Collateralized Lending Linkage: The base price pool is also connected with an interest-free lending feature. Investors can collateralize their holdings of tokens issued under the SmartDefi protocol to borrow supporting assets from the base price pool at a proportional rate. Borrowing is based on the base price pool's price rather than third-party market prices, avoiding oracle attack risks. After repaying the loan, users can redeem their tokens. If they do not repay, the collateralized tokens will be automatically burned, which does not affect other investors' interests.
Core Functions
Price Floor for Tokens: This is the most critical function of the base price pool. Due to the continuous inflow of assets, the token's baseline value will only rise, not fall. When the market price drops below the baseline, investors can burn tokens to withdraw the corresponding supporting assets from the base price pool for arbitrage. This arbitrage mechanism encourages the market price to return near the baseline, ensuring that the token price is almost never lower than the price corresponding to the base price pool, fundamentally preventing tokens from becoming worthless.
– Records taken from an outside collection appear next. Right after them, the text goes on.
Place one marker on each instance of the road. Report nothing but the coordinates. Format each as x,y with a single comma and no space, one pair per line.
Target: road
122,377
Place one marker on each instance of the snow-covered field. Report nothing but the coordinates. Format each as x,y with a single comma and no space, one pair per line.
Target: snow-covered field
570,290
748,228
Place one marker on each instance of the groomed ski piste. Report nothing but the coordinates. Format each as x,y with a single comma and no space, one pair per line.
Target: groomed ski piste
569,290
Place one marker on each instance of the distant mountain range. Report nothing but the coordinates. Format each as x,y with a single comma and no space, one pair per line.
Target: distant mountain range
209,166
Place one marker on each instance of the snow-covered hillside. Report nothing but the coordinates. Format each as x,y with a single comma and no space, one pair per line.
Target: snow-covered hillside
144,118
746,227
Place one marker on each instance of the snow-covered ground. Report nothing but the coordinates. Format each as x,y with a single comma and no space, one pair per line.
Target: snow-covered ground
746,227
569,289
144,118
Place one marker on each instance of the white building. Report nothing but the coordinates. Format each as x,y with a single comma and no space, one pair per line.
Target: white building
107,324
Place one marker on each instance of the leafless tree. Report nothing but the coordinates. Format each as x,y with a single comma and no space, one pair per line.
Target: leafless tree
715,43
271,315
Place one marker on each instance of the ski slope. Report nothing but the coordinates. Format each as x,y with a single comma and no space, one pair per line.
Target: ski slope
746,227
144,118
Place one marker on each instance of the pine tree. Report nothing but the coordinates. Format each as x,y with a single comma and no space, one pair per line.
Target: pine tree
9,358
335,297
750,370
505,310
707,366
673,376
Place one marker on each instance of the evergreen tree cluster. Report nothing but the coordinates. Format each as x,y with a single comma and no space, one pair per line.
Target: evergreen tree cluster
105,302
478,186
Enhancing Investor Confidence: On one hand, the price support mechanism of the base price pool eliminates investors' core concerns about significant depreciation or even zeroing of tokens; on the other hand, the permanent locking characteristic of liquidity pool funds prevents project teams from withdrawing and running away with the pool. These features greatly enhance investors' willingness to hold and invest in projects issued under the SmartDefi protocol.